Et qui ne connaît l’éloquente invective de Ronsard ?


C’est un crime de lèze-majesté d’abandonner le langage de son pays, vivant et florissant, pour vouloir déterrer je ne sais quelle cendre des anciens… Comment veux-tu qu’on te lise, latineur, quand à peine lit-on Stace, Lucain, Sénèque, Silius et Claudien qui ne servent que d’ombre muette en une étude ; auxquels on ne parle jamais que deux ou trois fois en sa vie, encore qu’ils fussent grands maîtres en leur langue maternelle ? Et tu veux qu’on te lise, qui as appris en l’école, à coup de verges, le langage étranger que sans peine et naturellement ces grands parlaient à leurs valets, nourrices et chambrières ! (Seconde Préface sur la Franciade.)
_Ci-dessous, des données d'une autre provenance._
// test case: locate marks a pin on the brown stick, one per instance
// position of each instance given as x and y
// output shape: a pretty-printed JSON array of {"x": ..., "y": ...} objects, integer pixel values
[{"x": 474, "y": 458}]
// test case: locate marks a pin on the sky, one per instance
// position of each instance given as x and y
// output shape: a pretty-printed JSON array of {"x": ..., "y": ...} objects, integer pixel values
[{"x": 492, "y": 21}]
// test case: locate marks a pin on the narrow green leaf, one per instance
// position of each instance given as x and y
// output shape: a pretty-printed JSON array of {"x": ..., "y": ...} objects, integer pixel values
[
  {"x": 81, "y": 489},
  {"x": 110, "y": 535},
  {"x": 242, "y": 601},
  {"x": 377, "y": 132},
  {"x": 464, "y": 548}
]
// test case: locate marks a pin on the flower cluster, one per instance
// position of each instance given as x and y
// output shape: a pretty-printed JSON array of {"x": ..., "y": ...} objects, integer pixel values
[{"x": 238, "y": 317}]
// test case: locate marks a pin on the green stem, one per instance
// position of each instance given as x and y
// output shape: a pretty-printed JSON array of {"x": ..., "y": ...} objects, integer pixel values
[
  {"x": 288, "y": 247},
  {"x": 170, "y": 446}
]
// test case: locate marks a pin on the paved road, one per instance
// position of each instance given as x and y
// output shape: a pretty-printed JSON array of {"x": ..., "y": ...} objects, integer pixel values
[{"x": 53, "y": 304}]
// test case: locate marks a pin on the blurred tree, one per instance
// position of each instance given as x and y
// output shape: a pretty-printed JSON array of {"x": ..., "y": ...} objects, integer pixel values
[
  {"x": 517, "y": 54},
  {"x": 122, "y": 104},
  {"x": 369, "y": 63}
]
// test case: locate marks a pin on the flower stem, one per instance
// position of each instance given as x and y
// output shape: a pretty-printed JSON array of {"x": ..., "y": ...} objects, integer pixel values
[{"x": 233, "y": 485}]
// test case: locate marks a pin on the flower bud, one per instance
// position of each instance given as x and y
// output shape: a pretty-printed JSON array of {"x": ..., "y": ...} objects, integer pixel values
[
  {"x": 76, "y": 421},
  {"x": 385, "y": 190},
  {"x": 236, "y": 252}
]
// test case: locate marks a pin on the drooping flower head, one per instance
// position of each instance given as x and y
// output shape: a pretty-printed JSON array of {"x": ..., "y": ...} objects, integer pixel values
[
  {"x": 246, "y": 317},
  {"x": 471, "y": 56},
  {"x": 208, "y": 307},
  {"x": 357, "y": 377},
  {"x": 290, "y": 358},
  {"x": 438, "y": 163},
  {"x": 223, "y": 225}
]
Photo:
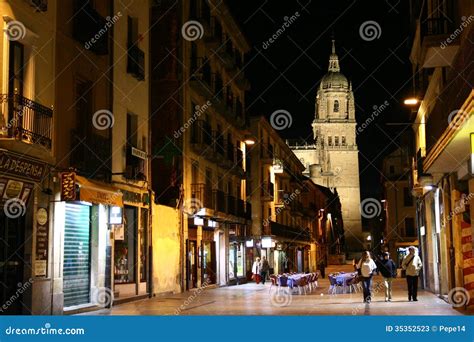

On ne saurait plaider plus éloquemment la cause de la langue maternelle. Malheureusement, c’était ici qu’apparaissait la contradiction et, pour ainsi parler, dans le passage même de la « défense » à « l’illustration » de la langue. Car on proposait bien divers moyens de l’amplifier ou de la magnifier, tels que « d’usurper quelquefois des vocables non vulgaires ; » et d’ « inventer de nouveaux mots ; » et d’en rajeunir d’antiques, « pour les enchâsser en son poème, ainsi qu’une pierre précieuse et rare ; » mais ce n’étaient là que de petits moyens, des moyens de peu de portée, sur la valeur desquels ni Du Bellay, ni Ronsard, à en juger du moins par leurs vers, ne se faisaient d’illusion. Archaïsmes, néologismes, provincialismes, on a dressé le total de leurs « inventions » en ce genre, et il ne dépasse pas, si seulement il atteint ce qu’on en trouverait dans Rabelais[1]. Un conseil plus utile était celui que Du Bellay donnait en ces termes, et surtout un enseignement plus, fécond :


Encores te veux-je avertir de hanter quelquefois non seulement les sçavans, mais aussi toutes sortes d’ouvriers et gens mécaniques, comme mariniers, fondeurs, peintres, engraveurs et autres, sçavoir leurs inventions, les

  1. Cf. Marty-Laveaux : La langue de la Pléiade, 2 vol. in-8o. Paris, 1896-1898. A. Lemerre.